The child's plea is a representation of the poet's anguish, grief and fear in a world that has steadily metamorphosed into a hell. The poet paints a picture of a world devoid of compassion, love and remorse through the haunting appeal of the unborn infant. The poem reflects the poet's utter dejection and hopelessness expressing the thought that the world will not correct itself, but perpetuate its evils in an ever-ascending spiraling pattern of violence. The foregone conclusion that the child will live a life of treason and its apology proffered in advance for its death after it has lived as a "lethal automaton", offers a picture of a world akin to nothing but hell.

MacNeice makes use of alliteration and assonance: "strong drugs dope me, with wise lies lure me" to create rhythm in the poem. The repetition of "I am not yet born" is used to give it the ritualised quality of a prayer.

The author also talks of being a "cog in a machine" - this shows that he feels that society will mould the child to become part of everything else around him, he will be worthless, insignificant and merely a part of an entire collaboration.
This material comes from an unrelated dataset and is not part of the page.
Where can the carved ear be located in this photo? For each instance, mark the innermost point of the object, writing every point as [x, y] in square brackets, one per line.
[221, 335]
The uses "I" and "me" as the first and last words of each stanza contributes to an assertion of individuality in a time of mass mobilisation and of the mass extermination of individuals who belonged to the wrong category.

The poem also contains many religious themes and overtones through the use of double-imagery; the child could be seen as a metaphor for Christ, making reference to certain themes and events said to have occurred during his ministry on earth.